Injured Workers Insurance Fund board Chairman Daniel E. McKew said last night that no decision had been made about whether Bromwell will stay in his job while the charges are pending.
The indictment takes a tough stance toward Mary Pat Bromwell, who is charged in 11 counts, including racketeering, which carries a maximum prison sentence of 20 years. The charges portray her as playing an active role in corrupt activity. She is accused of posing as chief operating officer of the subcontractor Namco during a June 2003 meeting at which officials of the Maryland Aviation Administration were trying to determine whether the company was still a legitimate female-controlled enterprise.
Geraldine Forti, who had been Namco's chief executive officer, has pleaded guilty to a fraud in which Poole and Kent operated the company as a minority front - giving it an edge in getting government contracts. Her husband, Michael Forti, a former Poole and Kent executive, also pleaded guilty to fraud charges last month.

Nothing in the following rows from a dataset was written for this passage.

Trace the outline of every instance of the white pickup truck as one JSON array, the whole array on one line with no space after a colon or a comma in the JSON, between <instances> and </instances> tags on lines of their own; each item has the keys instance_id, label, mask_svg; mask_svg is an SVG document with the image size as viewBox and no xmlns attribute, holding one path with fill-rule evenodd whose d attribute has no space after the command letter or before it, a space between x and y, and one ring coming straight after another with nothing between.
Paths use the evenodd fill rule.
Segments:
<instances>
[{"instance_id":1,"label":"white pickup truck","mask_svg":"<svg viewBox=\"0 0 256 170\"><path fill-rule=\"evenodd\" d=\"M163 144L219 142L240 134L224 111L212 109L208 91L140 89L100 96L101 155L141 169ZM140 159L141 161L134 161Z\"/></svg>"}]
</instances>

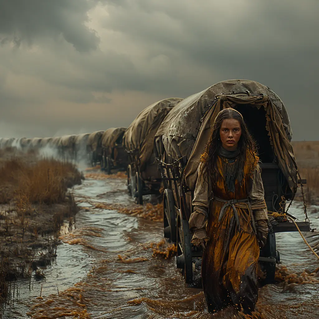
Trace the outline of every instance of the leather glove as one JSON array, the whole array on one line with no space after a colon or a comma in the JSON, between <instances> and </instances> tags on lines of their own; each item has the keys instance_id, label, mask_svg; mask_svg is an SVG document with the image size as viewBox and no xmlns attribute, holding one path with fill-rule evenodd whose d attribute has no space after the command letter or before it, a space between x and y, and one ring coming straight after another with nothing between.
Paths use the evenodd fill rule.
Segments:
<instances>
[{"instance_id":1,"label":"leather glove","mask_svg":"<svg viewBox=\"0 0 319 319\"><path fill-rule=\"evenodd\" d=\"M268 234L268 224L266 219L259 219L256 222L257 236L259 242L259 248L262 249L266 245Z\"/></svg>"},{"instance_id":2,"label":"leather glove","mask_svg":"<svg viewBox=\"0 0 319 319\"><path fill-rule=\"evenodd\" d=\"M206 243L208 241L206 230L204 229L194 230L191 242L195 246L201 246L203 250L206 248Z\"/></svg>"}]
</instances>

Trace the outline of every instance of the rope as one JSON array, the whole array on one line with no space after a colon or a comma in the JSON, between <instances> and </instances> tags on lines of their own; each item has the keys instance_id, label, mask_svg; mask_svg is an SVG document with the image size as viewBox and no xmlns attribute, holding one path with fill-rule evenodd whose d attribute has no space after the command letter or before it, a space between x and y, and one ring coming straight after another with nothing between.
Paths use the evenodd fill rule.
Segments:
<instances>
[{"instance_id":1,"label":"rope","mask_svg":"<svg viewBox=\"0 0 319 319\"><path fill-rule=\"evenodd\" d=\"M289 216L287 216L285 214L279 214L279 213L277 213L276 211L271 211L270 212L271 212L271 213L269 214L271 216L273 216L274 218L276 218L277 217L284 217L286 218L289 218L290 219L293 223L295 224L295 226L297 227L297 229L298 230L298 231L299 232L299 233L300 234L300 236L301 236L301 238L306 243L306 245L310 249L310 250L311 251L312 253L313 253L314 255L316 256L317 258L319 259L319 256L318 256L317 253L312 248L310 245L308 243L308 242L306 240L306 238L305 238L304 235L302 234L300 230L299 229L299 227L298 227L298 225L297 225L297 223L294 221L293 218L292 218L291 217Z\"/></svg>"},{"instance_id":2,"label":"rope","mask_svg":"<svg viewBox=\"0 0 319 319\"><path fill-rule=\"evenodd\" d=\"M298 174L298 177L299 178L299 180L300 180L300 186L301 186L301 192L302 194L302 201L303 202L304 212L305 213L305 215L306 215L306 219L308 219L309 218L308 218L308 216L307 215L307 208L306 205L306 203L305 202L305 196L303 194L303 185L301 182L301 177L300 177L300 174L299 174L299 171L297 171L297 174Z\"/></svg>"}]
</instances>

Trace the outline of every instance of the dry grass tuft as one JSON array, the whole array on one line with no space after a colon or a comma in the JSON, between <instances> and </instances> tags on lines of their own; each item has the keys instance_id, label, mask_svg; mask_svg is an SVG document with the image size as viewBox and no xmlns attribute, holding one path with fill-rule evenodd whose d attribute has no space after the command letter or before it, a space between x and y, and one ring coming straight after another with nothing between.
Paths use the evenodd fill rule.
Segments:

According to the indictment, Stoffregen paid off Bromwell during the late 1990s and early 2000s in exchange for the senator's influence to assist the chief executive and his company.
In return, the indictment says, Poole and Kent did construction work valued at more than $85,000 at Bromwell's home in Baltimore County. The labor and materials were provided by Stoffregen for free or at a reduced cost.
Mary Pat Bromwell also received $192,000 in payments from January 2001 to May 2003 for what prosecutors contend was a no-show job at the female-owned Namco Services Corp., which qualified as a minority contractor.
According to court documents, Geraldine Forti decided in spring 1999 that she wanted to close Namco. But Stoffregen did not want to lose the ability to use Namco, court papers said. Namco enabled Stoffregen's company to meet female and minority contracting requirements on its governmental projects.
Court documents in the Forti case say Stoffregen proposed to Michael Forti - then a Poole and Kent executive - that Poole and Kent secretly operate and control Namco in exchange for regular payments to Geraldine Forti.
Some of Namco's construction work during that time included a $2.2 million contract for terminal expansion at and a $650,000 contract at the University of Maryland School of Medicine in Baltimore.
Namco also did work on the state-run Baltimore City Juvenile Justice Center. Poole and Kent was not the low bidder but was selected after legislators and community groups questioned whether a competing company that offered a better price had sufficient minority participation.
The project suffered delays and cost overruns.
In the fall of 2000, court papers state, Stoffregen offered to pay Bromwell about $80,000 annually to remain in his Senate office rather than leave the legislature for a position at the Injured Workers Insurance Fund. Bromwell agreed to remain in the Senate in exchange for the payments, which were disguised as the Namco salary for his wife, according to prosecutors.
The indictment further alleges that Bromwell used his influence to help Poole and Kent win a multimillion dollar bid for the mechanical subcontract on the University of Maryland Medical System's Weinberg Building in downtown Baltimore. The total cost of the project was about $150 million, according to hospital officials.
Bromwell's influence on Poole and Kent's behalf extended to subsequent contract disputes with medical center and the state regarding the juvenile justice center project, according to the indictment.
After cajoling from Bromwell, the company collected millions in disputed cost overruns for construction of the juvenile justice center in Baltimore, according to the indictment.